Computational and experimental simulations of the haemodynamics at cuffed arterial bypass graft anastomoses.

Abstract

The development of intimal hyperplasia at arterial bypass graft anastomoses is a major factor responsible for graft failure. A revised surgical technique, involving the incorporation of a small section of vein (vein cuff) into the distal anastomosis of polytetrafluoroethylene (PTFE) grafts, alters the distribution of intimal hyperplasia and improves graft performance. Numerical and in vitro flow visualization experiments have been conducted to identify the flow behaviour in the cuffed bypass model and to determine whether the improved performance of the cuffed system can be accounted for by haemodynamic factors. The flowfield at the cuffed anastomosis is characterized by an expansive recirculation. Separation occurs at the graft heel, and at the cuff toe as the blood enters the recipient artery.
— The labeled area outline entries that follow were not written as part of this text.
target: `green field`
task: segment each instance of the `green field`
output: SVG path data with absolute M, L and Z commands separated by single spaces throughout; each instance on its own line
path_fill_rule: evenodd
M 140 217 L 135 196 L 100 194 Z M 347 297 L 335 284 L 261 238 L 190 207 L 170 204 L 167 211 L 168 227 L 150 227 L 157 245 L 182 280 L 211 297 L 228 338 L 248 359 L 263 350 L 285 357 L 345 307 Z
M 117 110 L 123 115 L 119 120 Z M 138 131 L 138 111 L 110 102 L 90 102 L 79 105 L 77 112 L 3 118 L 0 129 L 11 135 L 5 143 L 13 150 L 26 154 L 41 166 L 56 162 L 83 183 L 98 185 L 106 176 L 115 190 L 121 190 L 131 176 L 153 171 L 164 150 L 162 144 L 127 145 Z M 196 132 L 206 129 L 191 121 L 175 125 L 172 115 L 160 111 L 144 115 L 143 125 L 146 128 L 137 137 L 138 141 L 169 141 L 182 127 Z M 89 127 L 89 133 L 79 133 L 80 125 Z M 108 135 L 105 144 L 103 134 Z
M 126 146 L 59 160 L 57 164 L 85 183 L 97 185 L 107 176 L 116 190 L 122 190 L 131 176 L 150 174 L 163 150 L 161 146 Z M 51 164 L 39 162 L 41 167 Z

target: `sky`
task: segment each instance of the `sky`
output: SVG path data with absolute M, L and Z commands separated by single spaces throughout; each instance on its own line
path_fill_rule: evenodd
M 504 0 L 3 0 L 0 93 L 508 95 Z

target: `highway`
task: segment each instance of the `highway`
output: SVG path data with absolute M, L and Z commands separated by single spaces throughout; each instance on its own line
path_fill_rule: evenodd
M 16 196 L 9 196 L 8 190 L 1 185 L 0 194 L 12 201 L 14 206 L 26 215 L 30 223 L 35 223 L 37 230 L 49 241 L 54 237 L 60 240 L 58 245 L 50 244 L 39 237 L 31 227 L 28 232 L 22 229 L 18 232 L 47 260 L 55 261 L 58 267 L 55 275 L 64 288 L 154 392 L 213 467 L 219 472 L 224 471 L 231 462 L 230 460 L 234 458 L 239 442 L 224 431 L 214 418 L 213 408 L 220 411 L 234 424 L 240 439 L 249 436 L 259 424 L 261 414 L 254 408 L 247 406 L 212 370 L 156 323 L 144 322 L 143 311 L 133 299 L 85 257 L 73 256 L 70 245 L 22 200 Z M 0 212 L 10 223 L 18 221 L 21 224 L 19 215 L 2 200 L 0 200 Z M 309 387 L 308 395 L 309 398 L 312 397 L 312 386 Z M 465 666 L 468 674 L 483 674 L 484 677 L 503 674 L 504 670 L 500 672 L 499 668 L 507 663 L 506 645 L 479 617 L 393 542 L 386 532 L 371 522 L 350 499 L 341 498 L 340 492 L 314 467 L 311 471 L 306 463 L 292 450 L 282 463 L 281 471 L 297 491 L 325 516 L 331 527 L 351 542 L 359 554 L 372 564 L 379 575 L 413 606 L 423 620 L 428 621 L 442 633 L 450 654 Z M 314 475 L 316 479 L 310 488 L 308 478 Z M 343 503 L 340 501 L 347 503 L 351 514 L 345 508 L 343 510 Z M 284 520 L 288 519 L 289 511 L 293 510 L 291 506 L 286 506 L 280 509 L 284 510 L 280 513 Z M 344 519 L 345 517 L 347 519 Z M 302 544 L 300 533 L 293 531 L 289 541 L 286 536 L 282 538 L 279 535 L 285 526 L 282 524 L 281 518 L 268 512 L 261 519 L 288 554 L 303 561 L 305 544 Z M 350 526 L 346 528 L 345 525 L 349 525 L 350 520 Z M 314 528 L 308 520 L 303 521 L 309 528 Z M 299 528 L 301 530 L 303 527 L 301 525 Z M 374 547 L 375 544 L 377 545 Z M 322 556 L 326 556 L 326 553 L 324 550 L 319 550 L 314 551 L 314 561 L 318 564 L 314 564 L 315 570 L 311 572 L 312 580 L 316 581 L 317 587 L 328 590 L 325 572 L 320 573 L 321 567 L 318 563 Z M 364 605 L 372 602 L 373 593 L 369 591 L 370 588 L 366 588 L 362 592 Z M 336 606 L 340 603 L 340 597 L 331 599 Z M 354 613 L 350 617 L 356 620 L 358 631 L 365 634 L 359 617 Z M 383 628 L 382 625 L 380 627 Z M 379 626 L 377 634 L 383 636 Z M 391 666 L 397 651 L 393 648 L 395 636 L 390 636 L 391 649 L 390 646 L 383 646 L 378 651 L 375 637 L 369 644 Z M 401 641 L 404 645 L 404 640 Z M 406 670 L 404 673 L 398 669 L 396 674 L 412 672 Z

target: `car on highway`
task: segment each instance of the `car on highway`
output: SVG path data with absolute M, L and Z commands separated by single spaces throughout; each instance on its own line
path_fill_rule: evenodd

Wall shear stresses in the vicinity of the cuff heel are low, but high shear stresses and large spatial gradients in the shearing force act for a time on the artery floor. In the conventional model, a less disturbed flow prevails while the gradients of shear stress on the floor are smaller. Aspects of the anastomotic haemodynamics are worsened when the cuff is employed. The superior patency rates of cuffed bypasses may not be explained purely on the basis of local haemodynamic factors.